Base rate increases to 4.5% in May

Base rate increases to 4.5% in May
The Bank of England’s Monetary Policy Committee voted by 7-2 to raise the base rate by quarter of a percentage point in May, taking it to 4.5% - its highest level since the 2008 financial crisis.

It is the 12th consecutive increase in the base rate since December 2021, as the Bank continues to battle double-digit inflation. Higher interest rates raise borrowing costs, which dampens consumer spending and in turn leads to lower prices.

Recent weeks have seen some lenders increase their mortgage rates ahead of the increase, some by as much as 0.45%, as markets anticipate that there may be more rate rises to come. Some commentators are predicting that we could see a further increase in the base rate this summer, which would bring it to 4.75%.

What the rate rise means for your mortgage

If you’re currently locked into a fixed rate mortgage, you won’t see any change in your monthly payments following the latest base rate increase.

However, if you’re approaching the end of your existing deal, you should be prepared for the fact you’re likely to face higher mortgage costs when you come to remortgage. You may also be wondering whether it is a good idea to lock into another fixed rate, or whether you might be better off opting for a variable deal, such as a tracker mortgage, which might come without any Early Repayment Charges. Trackers may be increasing at the moment, but would follow rates down if they drop in the future. Alternatively, opting for a penalty free tracker would give you the option to leave and move onto a fixed rate if rates reduce in future.
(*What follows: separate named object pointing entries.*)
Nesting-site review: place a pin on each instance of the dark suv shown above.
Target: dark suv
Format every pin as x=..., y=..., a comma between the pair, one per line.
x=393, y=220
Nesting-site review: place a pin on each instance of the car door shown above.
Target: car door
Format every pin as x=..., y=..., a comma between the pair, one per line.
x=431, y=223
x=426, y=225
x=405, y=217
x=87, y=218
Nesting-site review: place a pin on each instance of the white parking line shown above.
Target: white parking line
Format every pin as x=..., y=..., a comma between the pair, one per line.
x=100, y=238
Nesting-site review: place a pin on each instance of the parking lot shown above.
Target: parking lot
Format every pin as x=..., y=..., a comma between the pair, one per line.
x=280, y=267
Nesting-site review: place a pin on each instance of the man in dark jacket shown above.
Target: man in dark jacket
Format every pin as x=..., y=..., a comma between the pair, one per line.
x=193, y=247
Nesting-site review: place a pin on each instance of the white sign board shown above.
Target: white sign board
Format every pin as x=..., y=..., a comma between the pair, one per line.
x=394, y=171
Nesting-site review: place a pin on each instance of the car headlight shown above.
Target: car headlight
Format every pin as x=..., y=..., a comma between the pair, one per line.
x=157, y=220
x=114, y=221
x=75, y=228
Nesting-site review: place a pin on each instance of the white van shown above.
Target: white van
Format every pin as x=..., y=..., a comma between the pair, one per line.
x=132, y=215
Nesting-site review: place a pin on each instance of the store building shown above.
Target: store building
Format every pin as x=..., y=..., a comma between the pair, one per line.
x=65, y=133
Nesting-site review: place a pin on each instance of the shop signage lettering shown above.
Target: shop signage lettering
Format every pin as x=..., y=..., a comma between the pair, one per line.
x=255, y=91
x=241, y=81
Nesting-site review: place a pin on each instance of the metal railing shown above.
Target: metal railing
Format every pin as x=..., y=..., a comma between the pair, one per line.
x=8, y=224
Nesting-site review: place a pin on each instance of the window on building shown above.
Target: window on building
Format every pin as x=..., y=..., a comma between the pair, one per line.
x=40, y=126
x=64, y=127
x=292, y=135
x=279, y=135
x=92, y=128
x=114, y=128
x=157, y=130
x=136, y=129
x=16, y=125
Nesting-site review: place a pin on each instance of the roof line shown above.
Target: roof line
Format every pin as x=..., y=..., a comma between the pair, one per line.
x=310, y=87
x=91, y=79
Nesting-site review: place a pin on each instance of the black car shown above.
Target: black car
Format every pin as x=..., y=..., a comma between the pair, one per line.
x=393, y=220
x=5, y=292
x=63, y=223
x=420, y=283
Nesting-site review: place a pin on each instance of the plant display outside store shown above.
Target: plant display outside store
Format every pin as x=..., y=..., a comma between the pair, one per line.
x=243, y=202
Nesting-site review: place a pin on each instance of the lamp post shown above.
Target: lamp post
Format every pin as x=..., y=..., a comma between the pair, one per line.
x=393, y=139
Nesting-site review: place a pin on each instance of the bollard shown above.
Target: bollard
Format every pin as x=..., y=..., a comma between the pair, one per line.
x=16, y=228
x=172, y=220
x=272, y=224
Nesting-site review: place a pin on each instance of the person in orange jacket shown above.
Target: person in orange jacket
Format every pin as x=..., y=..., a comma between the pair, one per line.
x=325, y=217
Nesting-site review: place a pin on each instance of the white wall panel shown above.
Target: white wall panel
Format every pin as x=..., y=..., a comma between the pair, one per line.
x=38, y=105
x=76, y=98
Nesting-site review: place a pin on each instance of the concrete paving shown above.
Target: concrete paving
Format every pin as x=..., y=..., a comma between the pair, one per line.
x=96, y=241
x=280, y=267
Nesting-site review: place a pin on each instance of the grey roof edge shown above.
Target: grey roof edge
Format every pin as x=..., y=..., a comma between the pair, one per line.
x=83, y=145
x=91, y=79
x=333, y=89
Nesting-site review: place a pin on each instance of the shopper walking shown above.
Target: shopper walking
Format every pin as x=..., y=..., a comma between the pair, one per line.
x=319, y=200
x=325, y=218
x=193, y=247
The right decision for you will depend on your individual circumstances and how important budgeting certainty is to you. If you’re unsure, it’s a good idea to seek professional advice on the options available to you and the costs involved.

If you are already on a tracker rate, then the latest increase means you will see your mortgage rate go up by a quarter of a percentage rate. If you have any other type of variable rate mortgage, it will be up to your lender to decide how much of the latest increase they pass on.

If you’re worried about rising rates and aren’t sure whether your current mortgage deal is right for you, a broker can talk your through which deals you’re likely to be eligible for. They can also advise whether or not you’re likely to be better off staying with your existing mortgage deal, or remortgaging to a new deal.